Mr Grumpy - Sat, 30th Mar 2013
Yes, they certainly do up to the ridiculous extent that in the Upper House of the Spanish Parliament (Senate), they have simultaneous interpreters of Catalan, Galego and Basque costing millions of euros a year even though all the Senators also speak Castilian Spanish. Is it any wonder Spain is in the financial mess it is in nowadays? John Collighan
John Collighan - Fri, 29th Mar 2013
@'Sareb el Malo' - Very good point, especially about Murcia. But, much like deep country folk all over the world, their dialect can often be difficult to understand! Still, non the less, it's what makes language more interesting!!
Ed Bishop - Thu, 21st Mar 2013
I can hear your ears crushing with my "you hasn't", forgive me. The grammar of english language isn't so difficult (study german or russian languages, with declinations of adjectives and nouns; spanish and english only declinate pronouns). About translators, please, a man (or woman) from Extremadura is also an amazing set of lovely sounds to hear.

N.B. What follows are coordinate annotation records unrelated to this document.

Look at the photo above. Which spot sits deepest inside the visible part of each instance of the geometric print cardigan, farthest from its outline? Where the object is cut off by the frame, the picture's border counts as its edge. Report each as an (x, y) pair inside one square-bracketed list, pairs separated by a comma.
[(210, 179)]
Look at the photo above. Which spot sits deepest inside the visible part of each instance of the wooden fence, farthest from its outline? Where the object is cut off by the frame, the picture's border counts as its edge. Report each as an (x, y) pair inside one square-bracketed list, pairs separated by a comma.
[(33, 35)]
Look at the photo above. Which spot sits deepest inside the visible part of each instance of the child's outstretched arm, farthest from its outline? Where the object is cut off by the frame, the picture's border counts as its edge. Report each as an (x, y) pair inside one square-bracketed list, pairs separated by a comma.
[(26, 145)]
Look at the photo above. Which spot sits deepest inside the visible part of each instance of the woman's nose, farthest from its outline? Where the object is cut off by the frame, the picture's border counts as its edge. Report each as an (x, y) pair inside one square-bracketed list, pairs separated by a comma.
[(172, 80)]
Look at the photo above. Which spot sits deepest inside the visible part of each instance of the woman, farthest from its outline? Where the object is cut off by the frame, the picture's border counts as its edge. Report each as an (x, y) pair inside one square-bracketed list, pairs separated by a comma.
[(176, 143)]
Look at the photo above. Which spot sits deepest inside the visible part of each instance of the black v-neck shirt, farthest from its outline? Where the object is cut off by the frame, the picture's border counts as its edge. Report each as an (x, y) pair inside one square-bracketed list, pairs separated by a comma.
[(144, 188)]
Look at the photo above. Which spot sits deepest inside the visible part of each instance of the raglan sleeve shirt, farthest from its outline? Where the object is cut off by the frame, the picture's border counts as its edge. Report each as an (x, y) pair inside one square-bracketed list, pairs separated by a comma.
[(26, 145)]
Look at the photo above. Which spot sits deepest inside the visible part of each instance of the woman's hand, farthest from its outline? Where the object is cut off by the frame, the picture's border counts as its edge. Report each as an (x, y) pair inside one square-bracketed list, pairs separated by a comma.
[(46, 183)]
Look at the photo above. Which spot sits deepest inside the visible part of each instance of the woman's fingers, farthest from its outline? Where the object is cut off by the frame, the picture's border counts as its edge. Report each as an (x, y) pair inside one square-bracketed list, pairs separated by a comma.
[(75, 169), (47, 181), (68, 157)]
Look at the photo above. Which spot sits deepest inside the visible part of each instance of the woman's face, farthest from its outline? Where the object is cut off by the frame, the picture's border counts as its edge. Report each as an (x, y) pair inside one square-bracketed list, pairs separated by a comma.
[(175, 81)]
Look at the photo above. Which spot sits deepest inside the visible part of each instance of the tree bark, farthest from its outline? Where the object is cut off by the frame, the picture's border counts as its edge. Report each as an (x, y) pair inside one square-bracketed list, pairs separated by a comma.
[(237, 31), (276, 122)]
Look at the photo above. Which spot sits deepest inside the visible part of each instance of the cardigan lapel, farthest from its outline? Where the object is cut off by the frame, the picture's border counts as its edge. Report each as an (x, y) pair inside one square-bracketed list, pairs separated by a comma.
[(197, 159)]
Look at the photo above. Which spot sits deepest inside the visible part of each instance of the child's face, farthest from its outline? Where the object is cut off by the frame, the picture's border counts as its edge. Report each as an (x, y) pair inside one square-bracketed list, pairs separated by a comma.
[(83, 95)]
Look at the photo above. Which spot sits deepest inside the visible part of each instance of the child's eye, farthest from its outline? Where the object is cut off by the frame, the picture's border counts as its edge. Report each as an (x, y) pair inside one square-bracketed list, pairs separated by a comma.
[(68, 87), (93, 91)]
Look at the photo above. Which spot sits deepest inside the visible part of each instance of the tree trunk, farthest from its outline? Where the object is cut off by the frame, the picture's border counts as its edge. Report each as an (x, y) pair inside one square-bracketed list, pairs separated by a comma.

Sareb El Malo - Tue, 19th Mar 2013
Two great points of English language are: 1.- the spelling for the anglophones. A spanish professor of mine, when she was working at the University of Edinbourgh, was asked everyday about the spelling of every word with more than one syllable. 2.- the pronunciation for the rest of mankind. Like chinese, you can see the written word but, if you hasn't heard it before, you has no "pajolera" idea about how the word sounds. And about translators, try to understand a very countryman from Murcia.